The following day, Deputy Secretary Graves joined Representative Pramila Jayapal in touring NOAA’s new research vessel and seeing first-hand how investments in NOAA ships can create jobs and support local economies and supply chains.

Deputy Secretary Graves and Representative Pramila Jayapal at a tour of NOAA’s new research vessel.


Deputy Secretary Graves also toured the Port of Seattle and the Terminal 5 project and hosted a roundtable with local trade and export representatives. He addressed how trade will be an important part of the global recovery from COVID-19 and explained how trade promotion is at the top of the Commerce priorities and plays a critical role in ensuring American competitiveness and economic growth.   

Deputy Secretary Graves at a tour of the Port of Seattle and the Terminal 5 project.

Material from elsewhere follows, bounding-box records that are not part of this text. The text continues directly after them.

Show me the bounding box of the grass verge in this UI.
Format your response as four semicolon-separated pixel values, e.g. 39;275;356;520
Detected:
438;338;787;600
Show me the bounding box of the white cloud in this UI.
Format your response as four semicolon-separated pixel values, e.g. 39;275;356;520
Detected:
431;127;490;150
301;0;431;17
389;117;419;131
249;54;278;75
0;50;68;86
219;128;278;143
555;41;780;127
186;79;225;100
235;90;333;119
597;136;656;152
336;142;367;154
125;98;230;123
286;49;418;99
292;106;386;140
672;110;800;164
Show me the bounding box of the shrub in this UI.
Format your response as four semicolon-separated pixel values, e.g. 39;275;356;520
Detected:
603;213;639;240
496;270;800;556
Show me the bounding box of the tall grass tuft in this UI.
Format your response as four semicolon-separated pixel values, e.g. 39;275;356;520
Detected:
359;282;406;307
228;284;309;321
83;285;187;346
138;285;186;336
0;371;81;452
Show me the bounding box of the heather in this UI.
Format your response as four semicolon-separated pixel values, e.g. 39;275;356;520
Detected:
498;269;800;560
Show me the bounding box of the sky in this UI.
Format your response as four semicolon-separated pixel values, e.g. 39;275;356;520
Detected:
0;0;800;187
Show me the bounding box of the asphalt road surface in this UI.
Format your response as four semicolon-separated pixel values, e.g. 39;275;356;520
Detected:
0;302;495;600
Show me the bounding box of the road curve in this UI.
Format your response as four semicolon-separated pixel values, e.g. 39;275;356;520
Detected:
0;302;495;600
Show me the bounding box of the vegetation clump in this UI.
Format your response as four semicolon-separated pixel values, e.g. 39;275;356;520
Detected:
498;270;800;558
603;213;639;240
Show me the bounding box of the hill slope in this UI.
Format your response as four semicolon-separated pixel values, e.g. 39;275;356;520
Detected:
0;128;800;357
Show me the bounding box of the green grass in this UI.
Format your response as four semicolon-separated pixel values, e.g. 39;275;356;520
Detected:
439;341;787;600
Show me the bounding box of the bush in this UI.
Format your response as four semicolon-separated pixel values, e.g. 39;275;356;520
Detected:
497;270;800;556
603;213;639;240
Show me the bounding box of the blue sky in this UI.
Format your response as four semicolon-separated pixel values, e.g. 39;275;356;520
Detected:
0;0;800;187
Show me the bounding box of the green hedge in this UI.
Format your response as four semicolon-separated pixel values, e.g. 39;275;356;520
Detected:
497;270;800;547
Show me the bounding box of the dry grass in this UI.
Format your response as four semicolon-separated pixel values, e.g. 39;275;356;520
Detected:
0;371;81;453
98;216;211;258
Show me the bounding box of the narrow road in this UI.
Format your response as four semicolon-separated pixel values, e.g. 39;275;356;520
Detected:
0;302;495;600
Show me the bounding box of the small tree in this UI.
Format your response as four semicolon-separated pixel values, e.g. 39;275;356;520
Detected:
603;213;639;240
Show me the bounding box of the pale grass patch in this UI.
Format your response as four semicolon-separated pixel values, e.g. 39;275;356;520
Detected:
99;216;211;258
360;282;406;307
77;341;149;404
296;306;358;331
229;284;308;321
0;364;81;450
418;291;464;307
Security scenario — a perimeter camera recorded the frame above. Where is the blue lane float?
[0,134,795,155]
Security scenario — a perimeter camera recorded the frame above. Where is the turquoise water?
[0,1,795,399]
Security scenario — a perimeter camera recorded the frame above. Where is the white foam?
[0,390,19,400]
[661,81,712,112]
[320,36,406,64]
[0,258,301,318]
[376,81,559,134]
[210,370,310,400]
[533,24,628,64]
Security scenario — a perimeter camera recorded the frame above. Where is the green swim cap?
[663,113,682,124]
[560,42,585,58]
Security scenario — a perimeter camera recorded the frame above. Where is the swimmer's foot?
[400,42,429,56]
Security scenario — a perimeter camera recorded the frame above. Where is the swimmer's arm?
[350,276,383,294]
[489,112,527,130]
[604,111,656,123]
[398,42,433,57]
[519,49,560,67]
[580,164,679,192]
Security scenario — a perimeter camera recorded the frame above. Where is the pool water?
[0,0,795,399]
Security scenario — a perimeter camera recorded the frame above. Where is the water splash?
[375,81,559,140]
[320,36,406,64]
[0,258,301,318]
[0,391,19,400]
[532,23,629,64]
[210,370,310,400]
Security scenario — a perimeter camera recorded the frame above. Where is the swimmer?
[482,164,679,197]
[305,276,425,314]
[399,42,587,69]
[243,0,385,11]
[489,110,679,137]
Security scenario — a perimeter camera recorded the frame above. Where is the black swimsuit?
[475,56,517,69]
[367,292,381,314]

“Secretary Raimondo and I will bring a whole of Commerce approach focused on three priority areas to help businesses get back on their feet and so that millions of Americans can get back to work.” 

The three areas include promoting equitable economic growth by eliminating barriers to trade, assisting the travel and tourism industry with funding allocated to Commerce’s Economic Development Administration through the American Rescue Plan, and creating a National Export Strategy to help American businesses reach customers in fast-growing markets abroad, to help generate the demand needed for job creation, and to position our economy for a strong recovery.